Brazil Wants $21 Billion to Protect the Amazon Rainforest


On Friday, Brazil’s President Luiz Inacio Lula da Silva headlined an event to officially launch a new international fund that will raise money to protect the Amazon Rainforest. “We are conscious of what the Amazon represents for the world… It’s better for the country’s image to do things right, so we can walk in international forums with our heads high,” Lula pontificated.

It is hoped that the fund will raise up to 21 billion dollars over the next 13 years from nations around the world. Norway has already chipped in, pledging 100 million dollars to kick things off. Brazil has made it clear though that donations are only being accepted with a condition of no strings being attached. In other words, countries that donate money will have no say over how the money is used.

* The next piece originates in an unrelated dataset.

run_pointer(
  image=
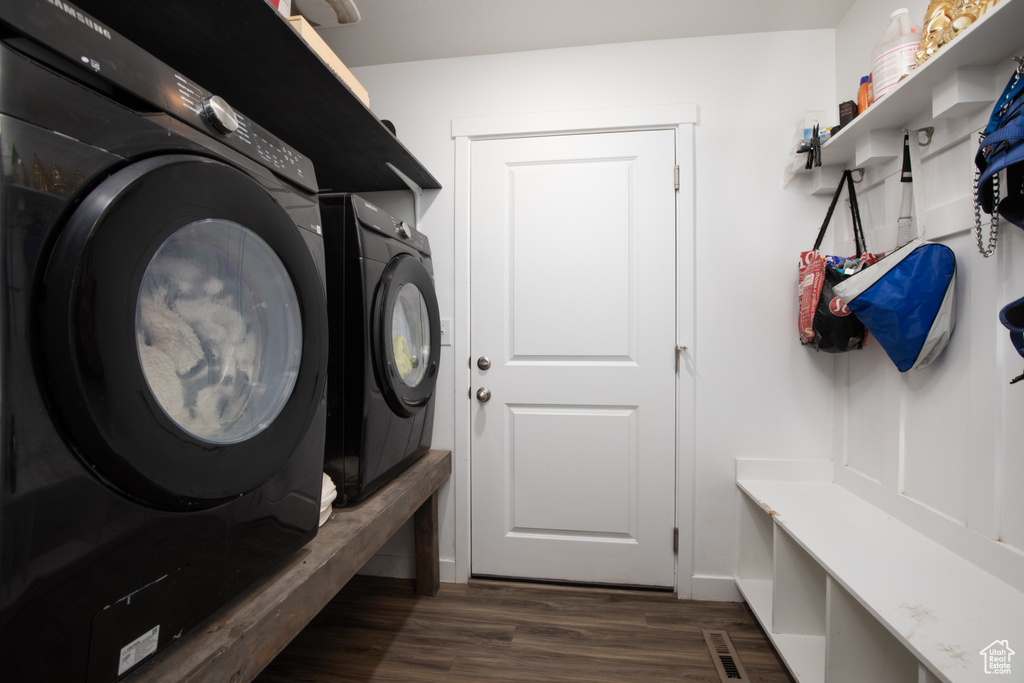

This stringent policy has its roots in resentment. Some Brazilians feel that they have been unfairly criticized by other countries for the deforestation of the Amazon. They claim that these nations often sit back and provide little in the means of help, or have their own environmental peccadilloes that make these slights toward Brazil’s conservation efforts hypocritical. Brazil’s Minister for Strategic Affairs, Roberto Mangabeira Unger, voiced this sentiment at the press conference: “The fund is a vehicle by which foreign governments can help support our initiatives without exerting any influence over our national policy. We are not going to trade sovereignty for money.”